Dört ayaklı minare önünde açıklama yapan Diyarbakır Baro Başkanı Cihan Aydın, ”Baro Başkanımız Tahir Elçi’nin bulunduğumuz bu alanda katledilmesinin üzerinden tam 5 yıl geçti. Beş yıldır kalın bir cezasızlık zırhıyla korunan Tahir Elçi’nin faillerini arıyoruz.  218 hafta boyunca Diyarbakır Adliyesi önündeki adalet arayışımıza, dava açıldıktan sonra ara verdik. Bundan sonra gerçeği arayış çabalarımızı, mahkeme salonlarında sürdürmeye karar verdik. Ancak yapılan ilk duruşma gösterdi ki, soruşturma sürecindeki cezasızlık politikası aynı şekilde mahkemeye de sirayet etmiş durumda. Diyarbakır Barosu, meslektaşlarımızın da destek ve dayanışmasıyla bu cezasızlık politikasına, gerçeği perdeleme çabasına karşı mücadele etmeye devam edecektir. Tahir Elçi’nin aramızdan koparılışından sonra ne değişti derseniz, “şark cephesinde değişen bir şey yok”, toplum olarak hapsedilmeye çalışıldığımız karanlık, daha da zifirileşti. Bu ülkede artık hiçbir yurttaşın hukuk güvenliği yok. Seksen milyon insan olağan şüpheli, her sabah kırılan ya da çalınan kapılar, gözaltına alınan onlarca kişi haberiyle güne başlamak rutin bir hale geldi" diye konuştu.
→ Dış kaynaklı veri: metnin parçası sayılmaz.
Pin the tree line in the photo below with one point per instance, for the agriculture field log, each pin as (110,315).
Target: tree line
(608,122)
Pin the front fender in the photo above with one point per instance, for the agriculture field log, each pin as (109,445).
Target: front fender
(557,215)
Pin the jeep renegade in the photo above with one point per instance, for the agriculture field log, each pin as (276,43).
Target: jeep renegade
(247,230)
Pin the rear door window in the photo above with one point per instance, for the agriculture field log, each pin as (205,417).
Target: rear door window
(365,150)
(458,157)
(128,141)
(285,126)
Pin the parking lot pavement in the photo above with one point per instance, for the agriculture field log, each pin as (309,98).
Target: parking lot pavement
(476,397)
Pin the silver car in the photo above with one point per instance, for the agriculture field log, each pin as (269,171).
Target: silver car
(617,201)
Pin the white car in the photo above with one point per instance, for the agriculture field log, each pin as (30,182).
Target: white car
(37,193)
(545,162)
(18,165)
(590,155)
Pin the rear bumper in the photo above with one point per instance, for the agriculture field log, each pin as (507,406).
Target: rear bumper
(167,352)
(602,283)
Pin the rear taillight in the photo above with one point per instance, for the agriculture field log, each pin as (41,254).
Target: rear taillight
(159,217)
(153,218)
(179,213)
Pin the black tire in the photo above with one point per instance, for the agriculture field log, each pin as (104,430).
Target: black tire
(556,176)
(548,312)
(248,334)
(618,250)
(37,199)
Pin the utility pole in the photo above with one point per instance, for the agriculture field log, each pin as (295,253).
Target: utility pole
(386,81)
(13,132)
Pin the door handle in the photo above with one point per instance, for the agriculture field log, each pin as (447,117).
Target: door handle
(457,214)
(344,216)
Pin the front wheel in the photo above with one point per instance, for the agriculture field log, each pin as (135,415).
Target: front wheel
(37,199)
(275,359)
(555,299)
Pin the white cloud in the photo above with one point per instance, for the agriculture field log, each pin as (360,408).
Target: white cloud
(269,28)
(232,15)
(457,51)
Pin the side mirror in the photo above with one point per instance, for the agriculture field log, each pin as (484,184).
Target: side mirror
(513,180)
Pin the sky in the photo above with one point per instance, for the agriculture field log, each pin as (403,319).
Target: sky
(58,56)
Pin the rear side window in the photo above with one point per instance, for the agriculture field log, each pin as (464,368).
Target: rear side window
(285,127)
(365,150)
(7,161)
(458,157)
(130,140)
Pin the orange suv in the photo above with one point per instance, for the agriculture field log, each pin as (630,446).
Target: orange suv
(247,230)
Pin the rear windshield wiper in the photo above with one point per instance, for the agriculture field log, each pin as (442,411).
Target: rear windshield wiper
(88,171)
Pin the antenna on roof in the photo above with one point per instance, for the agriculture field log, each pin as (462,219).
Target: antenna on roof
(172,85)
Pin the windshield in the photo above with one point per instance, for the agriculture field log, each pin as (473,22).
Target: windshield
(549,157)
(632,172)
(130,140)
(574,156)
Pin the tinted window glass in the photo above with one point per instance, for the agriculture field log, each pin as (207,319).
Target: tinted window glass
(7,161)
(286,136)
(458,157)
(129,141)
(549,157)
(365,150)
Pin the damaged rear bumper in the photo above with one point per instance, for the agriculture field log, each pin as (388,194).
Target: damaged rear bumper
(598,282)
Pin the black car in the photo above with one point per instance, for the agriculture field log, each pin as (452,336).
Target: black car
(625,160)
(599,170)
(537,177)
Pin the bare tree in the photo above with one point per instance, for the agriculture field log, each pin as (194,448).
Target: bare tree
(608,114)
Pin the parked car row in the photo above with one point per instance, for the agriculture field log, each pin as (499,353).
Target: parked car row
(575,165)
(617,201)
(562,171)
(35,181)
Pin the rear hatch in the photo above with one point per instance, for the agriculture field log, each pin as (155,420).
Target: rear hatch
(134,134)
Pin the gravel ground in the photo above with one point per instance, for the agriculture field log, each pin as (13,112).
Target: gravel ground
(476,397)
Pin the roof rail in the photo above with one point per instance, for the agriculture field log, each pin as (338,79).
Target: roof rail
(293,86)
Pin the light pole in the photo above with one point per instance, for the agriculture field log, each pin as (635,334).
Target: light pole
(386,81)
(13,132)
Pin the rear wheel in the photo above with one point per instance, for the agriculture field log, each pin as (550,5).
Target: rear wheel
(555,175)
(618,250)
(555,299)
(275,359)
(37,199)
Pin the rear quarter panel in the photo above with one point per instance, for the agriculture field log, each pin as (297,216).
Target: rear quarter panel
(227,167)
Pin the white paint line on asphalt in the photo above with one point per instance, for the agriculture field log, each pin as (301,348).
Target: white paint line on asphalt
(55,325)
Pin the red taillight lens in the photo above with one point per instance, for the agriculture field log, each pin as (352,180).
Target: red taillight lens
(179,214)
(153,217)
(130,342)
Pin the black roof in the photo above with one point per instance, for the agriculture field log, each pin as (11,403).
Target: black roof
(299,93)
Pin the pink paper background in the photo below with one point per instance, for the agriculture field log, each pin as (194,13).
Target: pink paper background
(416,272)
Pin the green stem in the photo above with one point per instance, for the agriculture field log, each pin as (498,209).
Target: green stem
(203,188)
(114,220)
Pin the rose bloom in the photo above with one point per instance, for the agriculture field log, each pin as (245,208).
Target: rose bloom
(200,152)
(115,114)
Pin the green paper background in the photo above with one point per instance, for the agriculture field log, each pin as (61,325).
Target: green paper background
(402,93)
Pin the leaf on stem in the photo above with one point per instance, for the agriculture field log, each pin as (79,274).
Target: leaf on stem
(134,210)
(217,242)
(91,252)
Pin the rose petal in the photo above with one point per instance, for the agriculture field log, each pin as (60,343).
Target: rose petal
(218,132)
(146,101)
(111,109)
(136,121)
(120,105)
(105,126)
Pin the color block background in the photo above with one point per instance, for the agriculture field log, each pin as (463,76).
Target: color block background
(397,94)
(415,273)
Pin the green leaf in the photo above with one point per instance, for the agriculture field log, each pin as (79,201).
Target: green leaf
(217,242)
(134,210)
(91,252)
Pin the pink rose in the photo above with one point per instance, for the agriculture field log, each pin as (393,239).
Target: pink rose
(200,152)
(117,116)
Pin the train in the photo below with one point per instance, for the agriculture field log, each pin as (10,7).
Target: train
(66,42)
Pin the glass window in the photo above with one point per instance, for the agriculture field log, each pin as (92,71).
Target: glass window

“DÜŞLERİMİZİN SAVUNUCUSU OLMAYA BUNLAR İÇİN MÜCADELE ETMEYE DEVAM EDECEĞİZ”

‘İşkence, yasadışı öldürmeler, kadın cinayetleri, çocuk istismarları, çevre katliamları konusunda yargının sağır edici sessizliğine tanıklık ediyoruz’ diyen Aydın konuşmasını şöyle sürdürdü:

“Kürt meselesinin barışçıl çözümü konusunda Tahir Elçi’nin bıraktığının çok gerisindeyiz. Mesele tümüyle güvenlik bürokrasisine terk edilmiş durumda. Çözümsüzlük politikası, can almaya ve can yakmaya devam ediyor. İfade özgürlüğü ve basın özgürlüğü ağır bir tehdit altında. Binlerce insan sosyal medya ve diğer iletişim araçlarından fikirlerini paylaştıkları için soruşturma ve kovuşturma tehdidi altında. Aynı şekilde meslek etiğine uygun bir şekilde görevlerini yapan onlarca gazeteci hapiste. Hapishaneler; fikirlerinden dolayı tutuklanan siyasetçiler, sivil toplum temsilcileri, gazeteciler için kalıcı bir ikametgaha dönüşmüş durumda.  Her yıl tedavisi yapılmayan onlarca hasta mahpusun cenazeleri çıkıyor cezaevlerinden. Mesleğimize ve meslektaşlarımıza yönelik saldırılar ve tacizler de daha da aratarak devam ediyor. Avukatlar mesleki faaliyetleri nedeniyle gözaltına alınmakta, tutuklanmakta ve cezalandırılmaktadır. Ama gözün arkada kalmasın Sevgili Başkan, binlerce meslektaşın senin bıraktığın yerden kararlılıkla adalet ve insan hakları mücadelesini sürdürmektedir.  İşte senden sonra memleketin pürmelali böyle Sevgili Başkan. Demokratik, özgür ve barış içinde bir yaşam hayalin, bizim de hayalimiz. Düşlerinin ve düşlerimizin savunucusu olmaya, bunlar için mücadele etmeye devam edeceğiz.”

Yapılan açıklamanın ardından Tahir Elçi'nin öldürüldüğü yere karafiller bırakıldı.

NE OLMUŞTU?

Diyarbakır Baro Başkanı Tahir Elçi, 28 Kasım 2015'te Dört Ayaklı Minare'nin önünde vurularak öldürüldü.

Elçi cinayetinin failleri hala bulunamazken, soruşturma dosyasında herhangi bir ilerleme kaydedilemedi. Cinayet ile ilgili soruşturma dosyasında şüpheli kimse de yok.